Roger Goldberg, MD, and his team searched the FDA’s adverse events reporting system and found 19,592 adverse events reported in relation to intravitreal aflibercept with 1,137 related to IOP increase, ocular hypertension or transient blindness. Since the release of PFS late in 2020, 160 of these adverse events were labeled “a device use issue” with the majority (151) reported in Europe. The European authorities released a letter citing a sevenfold increased risk of IOP elevation using the pre-filled syringe compared to the luer-lock syringe citing “incorrect preparation of the syringe.”
Dr. Goldberg and his team analyzed the etiologies for the variability in the volume delivered with the PFS. The aflibercept PFS has nearly a 2-mm greater internal diameter than the ranibizumab PFS. Additionally, the dose mark thickness is three times that of the ranibizumab syringe. The thickness of the dose mark alone can account for almost a 24 µL difference in the dosage given.
In an experiment to measure dosing variability, Dr. Goldberg and his team placed the PFS plunger at three insertion levels: the proximal edge of the dose mark; the distal edge of dose mark; and the plunger cone tip at distal edge of dose mark. They tested each scenario three times and showed variability in positioning related to the dose mark thickness could lead to nearly a 50-percent increased dose, and variability in the cone tip alignment could lead to a 120-percent increase in dose delivered.
Dr. Goldberg noted that dose-setting errors with the aflibercept PFS can lead to marked increases in delivered volume due to the wide internal diameter, wide dose mark, and misalignment of the cone tip. Proper adherence to the instructions for use can minimize dose-volume errors, and industrial design of these syringes is very important, he added.
Dr. Goldberg disclosed relationships with Genentech/Roche and Regeneron Pharmaceuticals. RS
REFERENCES
1. Johnson MW, Durrani AF, Hyde RA. Giant internal limiting membrane tears in eyes with a visually significant epiretinal membrane undergoing pars plana vitrectomy with internal limiting membrane peeling. Paper presented at the American Academy of Ophthalmology Retina Subspecialty Day; New Orleans, LA; November 12, 2021.
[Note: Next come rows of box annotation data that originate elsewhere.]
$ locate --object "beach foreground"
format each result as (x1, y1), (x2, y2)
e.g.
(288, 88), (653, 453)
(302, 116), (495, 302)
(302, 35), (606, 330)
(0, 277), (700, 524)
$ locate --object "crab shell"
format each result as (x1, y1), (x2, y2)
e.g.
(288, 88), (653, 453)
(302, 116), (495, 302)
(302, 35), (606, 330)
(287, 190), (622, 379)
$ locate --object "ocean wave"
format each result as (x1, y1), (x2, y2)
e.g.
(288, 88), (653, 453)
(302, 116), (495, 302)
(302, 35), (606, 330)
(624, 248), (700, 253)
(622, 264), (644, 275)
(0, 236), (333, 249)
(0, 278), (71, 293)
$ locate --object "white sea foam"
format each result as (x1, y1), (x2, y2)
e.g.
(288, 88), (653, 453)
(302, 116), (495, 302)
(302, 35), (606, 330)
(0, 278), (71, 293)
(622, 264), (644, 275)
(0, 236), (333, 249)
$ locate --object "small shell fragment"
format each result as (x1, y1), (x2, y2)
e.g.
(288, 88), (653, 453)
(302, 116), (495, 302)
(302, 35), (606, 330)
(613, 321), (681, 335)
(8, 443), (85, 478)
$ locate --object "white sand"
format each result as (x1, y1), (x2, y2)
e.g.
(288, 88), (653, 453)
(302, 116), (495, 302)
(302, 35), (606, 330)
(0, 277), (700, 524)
2. Heier J. Faricimab diabetic macular edema Phase 3 trial. Paper presented at AAO Retina Subspecialty Day; New Orleans, LA; November 13, 2021.
3. Kim J. Photobiomodulation therapy for diabetic macular edema. Paper presented at AAO Retina Subspecialty Day, New Orleans, LA; November 13, 2021.
4. Avery RA. Two-year results from the subretinal RGX-314 gene therapy Phase 1/2a study for the treatment of nAMD, and an update on suprachoroidal trials. Paper presented AAO Retina Subspecialty Day; New Orleans, LA; November 12, 2021.
5. Goldberg RA. Dosing errors with the Aflibercept pre-filled Syringe. Paper presented at AAO Retina Subspecialty Day; New Orleans, LA; November 12, 2021.